As tarifas funcionam como um imposto sobre as importações, o que significa que as empresas que pagam mais por aço e alumínio podem repassar esses custos aos consumidores.

Com a inflação ainda acima dos níveis pré-pandemia, o risco é que essas tarifas elevem os preços em vários setores.

O mercado de ações já reagiu. As ações das siderúrgicas americanas dispararam após o anúncio da tarifa, pois os investidores apostaram em preços domésticos mais altos.

Mas para os fabricantes que dependem de metais importados, essa é uma péssima notícia.

Indústrias como fabricação de automóveis, aeroespacial e construção podem enfrentar custos de produção mais altos, o que pode levar a cortes de empregos ou aumentos de preços para os consumidores.

Enquanto isso, a incerteza no comércio global pode enfraquecer a confiança empresarial e desacelerar os investimentos.

Uma guerra comercial prolongada interromperia as cadeias de suprimentos, justamente quando o mundo tenta se estabilizar após os choques econômicos da pandemia e da guerra na Ucrânia.

Trump está começando uma nova guerra comercial?

O risco de uma guerra comercial em grande escala está aumentando, especialmente se Trump seguir adiante com seu plano de tarifas recíprocas.

Ao contrário de 2018, quando os EUA acabaram negociando reduções tarifárias com alguns aliados, desta vez os líderes globais parecem menos dispostos a fazer concessões.

A UE está se preparando para contramedidas agressivas e a China já começou a retaliar.

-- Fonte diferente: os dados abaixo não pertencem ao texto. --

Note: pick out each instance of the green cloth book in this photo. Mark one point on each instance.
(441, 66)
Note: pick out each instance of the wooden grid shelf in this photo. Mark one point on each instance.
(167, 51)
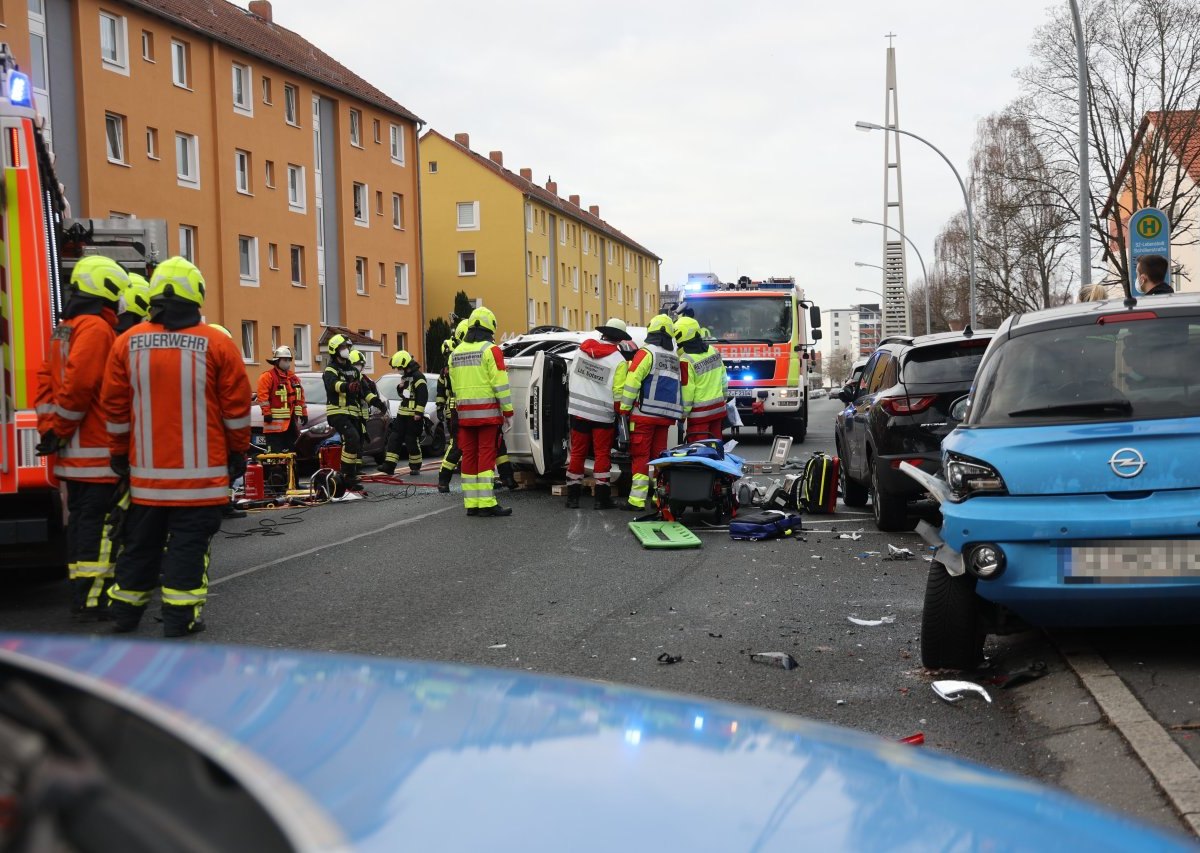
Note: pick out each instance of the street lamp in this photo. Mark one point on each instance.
(857, 221)
(867, 126)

Canadá e México, dois dos maiores fornecedores de aço para os EUA, também estão avaliando seus próximos passos.

Se vários países impuserem tarifas retaliatórias, os fluxos comerciais globais podem ser severamente interrompidos.

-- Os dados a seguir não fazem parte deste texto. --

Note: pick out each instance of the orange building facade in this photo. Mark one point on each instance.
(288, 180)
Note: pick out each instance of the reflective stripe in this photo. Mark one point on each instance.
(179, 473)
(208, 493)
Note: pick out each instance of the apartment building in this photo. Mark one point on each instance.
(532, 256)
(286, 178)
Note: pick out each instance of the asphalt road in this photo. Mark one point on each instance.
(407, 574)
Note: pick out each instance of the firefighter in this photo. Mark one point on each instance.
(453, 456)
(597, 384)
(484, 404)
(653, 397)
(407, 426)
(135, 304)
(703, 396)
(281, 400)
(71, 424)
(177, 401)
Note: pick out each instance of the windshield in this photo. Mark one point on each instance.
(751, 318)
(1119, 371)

Há também um fator geopolítico em jogo.

As tarifas de Trump não se limitam ao comércio; elas visam alavancar o poder econômico antes das próximas negociações com a Europa e a China.

Ao adotar uma postura agressiva, os EUA podem estar tentando forçar os parceiros comerciais a novos acordos que favoreçam as indústrias americanas.

Mas a história sugere que as guerras comerciais tendem a prejudicar todos os lados.

A batalha tarifária entre os EUA e a China em 2018-2019 levou a custos mais altos para empresas e agricultores americanos, forçou as empresas a reestruturar suas cadeias de suprimentos e enfraqueceu o crescimento econômico global.

O que acontece depois?

O prazo de implementação de 12 de março estabelecido por Trump deixa pouco tempo para negociações. Nas próximas semanas, espere desenvolvimentos rápidos, à medida que os países anunciam contramedidas.

A UE e a China já estão elaborando suas tarifas retaliatórias, e empresas de setores dependentes do aço provavelmente farão lobby por isenções ou ajustes de políticas.

Enquanto isso, o impacto nos mercados globais e na inflação ficará mais claro à medida que as empresas começarem a ajustar preços e cadeias de suprimentos.

Se essa disputa comercial se agravar e se transformar em uma guerra tarifária em grande escala, a economia global pode sofrer um golpe enorme.

Mas se as negociações diplomáticas impedirem um confronto total, os danos poderão ser limitados.